A recent study conducted by Utica College, and funded by the U.S. Justice Department, found that about 92,000 of 570,000 registered sex offenders, or one in six, in the U.S. are assuming fake identities, changing their names, birth dates, and even Social Security numbers.
According to early data from the study, these people are using the same techniques used by identity thieves to avoid the requirements of the sex offender registry.
Utica College’s Center for Identity Management and Information Protection, which conducted the study, found that offenders with new identities were able to “apply for jobs, tap social benefits, hide their past from neighbors and possibly prey on more victims.”
Don Rebovich, the Utica criminal justice professor who headed the study, told reporters, “We have to dig deeper to find out why this is happening.” He said that the offenders “hide in plain sight” from the national sex offender registry and the authorities in charge of tracking them.
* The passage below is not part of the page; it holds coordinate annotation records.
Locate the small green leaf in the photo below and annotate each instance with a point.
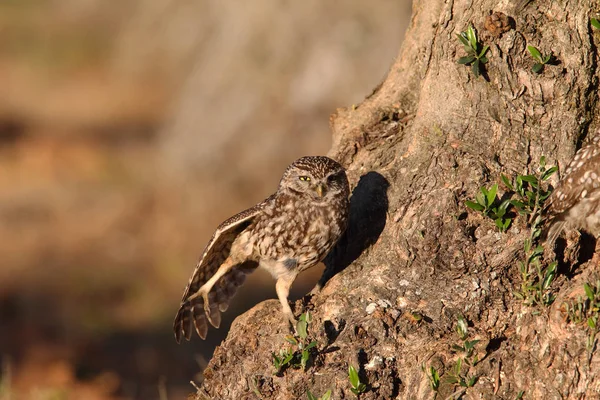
(548, 173)
(588, 292)
(500, 224)
(529, 178)
(491, 195)
(535, 53)
(462, 328)
(482, 53)
(456, 347)
(301, 328)
(472, 381)
(291, 340)
(463, 39)
(304, 358)
(507, 182)
(466, 60)
(480, 197)
(474, 206)
(472, 36)
(353, 376)
(310, 345)
(591, 323)
(475, 68)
A case in point is that of Frank Kuni, a Tier 2 sex offender who successfully changed his name and was hired to work for the U.S. Census, going door to door in New Jersey. One mother who answered the door recognized him from an online registry and blew the whistle, which landed him in jail for three years.
According to the researchers, the offenders still, by and large, check in with their parole officers. They simply use the altered identities for everything else they do. Rebovich said that in Louisiana, Nevada, and Tennessee, over 25 percent of registered sex offenders have altered their identities. The high is 64.5 percent in Louisiana; the low is 7.1 percent in Wisconsin.
The full study is due to be released in the fall of 2012.